Methods: All women with self-reported caffeine consumption at enrollment were included (N = 6,467). In 10 years or less of follow-up with annual assessments of cognitive function, 388 of these women received a diagnosis of probable dementia based on a 4-phase protocol that included central adjudication. We used proportional hazards regression to assess differences in the distributions of times until incidence of probable dementia or composite cognitive impairment among women grouped by baseline level of caffeine intake, adjusting for risk factors (hormone therapy, age, race, education, body mass index, sleep quality, depression, hypertension, prior cardiovascular disease, diabetes, smoking, and alcohol consumption).

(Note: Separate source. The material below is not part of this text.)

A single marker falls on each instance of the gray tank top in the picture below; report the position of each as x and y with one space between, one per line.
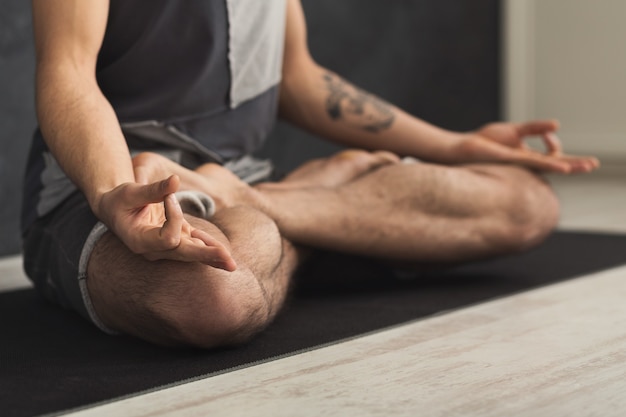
201 75
208 67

Results: Women consuming above median levels (mean intake = 261mg) of caffeine intake for this group were less likely to develop incident dementia (hazard ratio = 0.74, 95% confidence interval [0.56, 0.99], p = .04) or any cognitive impairment (hazard ratio = 0.74, confidence interval [0.60, 0.91], p = .005) compared to those consuming below median amounts (mean intake = 64mg) of caffeine for this group.

Conclusion: Our findings suggest lower odds of probable dementia or cognitive impairment in older women whose caffeine consumption was above median for this group and are consistent with the existing literature showing an inverse association between caffeine intake and age-related cognitive impairment.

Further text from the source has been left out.